Karpenter consolidation replaces the node with exact same node (EC2 instance) type #4826

badrish-s · 2023-10-13T02:05:32Z

Description

Observed Behavior:

Karpenter consolidation replaces the node with exact same node (EC2 instance) type when spec.disruption.consolidationPolicy: WhenUnderutilized is set. Also, eks-node-viewer doesn't show the node to be deleted/replaced as "Cordoned" - this was atleast the behaviour observed during consolidation with earlier versions of Karpenter.

Expected Behavior:

My understanding is, consolidation should kick-in during below situations for OnDemand instance types:

Delete a node – When pods can run on free capacity of other nodes in the cluster
Deletes a node – When node is empty
Replaces a node – When pods can run on a combination of free capacity of other nodes in the cluster + more efficient replacement node

However, I noticed the "Replace node" happens whenever Karpenter finds the node is underutilized - the node is replaced on continuous basis and with the exact same node type. In my case t4g.nano was replaced with a t4g.nano, the replacement node was not efficient then the original node in any way, rather exactly same.

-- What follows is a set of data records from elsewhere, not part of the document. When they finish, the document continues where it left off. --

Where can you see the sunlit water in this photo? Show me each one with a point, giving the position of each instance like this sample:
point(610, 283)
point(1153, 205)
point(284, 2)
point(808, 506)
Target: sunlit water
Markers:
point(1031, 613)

This behaviour made me think the replacement is happening based on utilization only.

Also, the node to be deleted/replaced should be Cordoned first, drained and deleted only after pods are placed onto the new node.

Reproduction Steps:

NodeClass.yaml (karpenter-demo is my Cluster name):

apiVersion: karpenter.k8s.aws/v1beta1
kind: EC2NodeClass
metadata:
  creationTimestamp: null
  name: default
spec:
  amiFamily: AL2
  role: KarpenterNodeRole-karpenter-demo
  securityGroupSelectorTerms:
  - tags:
      karpenter.sh/discovery: karpenter-demo
  subnetSelectorTerms:
  - tags:
      karpenter.sh/discovery: karpenter-demo
status: {}

Nodepool.yaml

apiVersion: karpenter.sh/v1beta1
kind: NodePool
metadata:
  creationTimestamp: null
  name: default
spec:
  disruption:
    consolidationPolicy: WhenUnderutilized
    expireAfter: Never
  limits:
    cpu: 10k
  template:
    spec:
      nodeClassRef:
        name: default
      requirements:
      - key: karpenter.sh/capacity-type
        operator: In
        values:
        - on-demand
      resources: {}
status: {}

Deployment.yaml

apiVersion: apps/v1
kind: Deployment
metadata:
  name: inflate
spec:
  replicas: 1
  selector:
    matchLabels:
      app: inflate
  template:
    metadata:
      labels:
        app: inflate
    spec:
      terminationGracePeriodSeconds: 0
      containers:
        - name: inflate
          image: public.ecr.aws/eks-distro/kubernetes/pause:3.7
          resources:
            requests:
              cpu: 1

Screens from eks-node-viewer:

ip-192-168-151-16.us-west-2.compute.internal (t4g.nano) is being consolidated (because it is underutilized?) and replaced with ip-192-168-24-218.us-west-2.compute.internal (again, t4g.nano).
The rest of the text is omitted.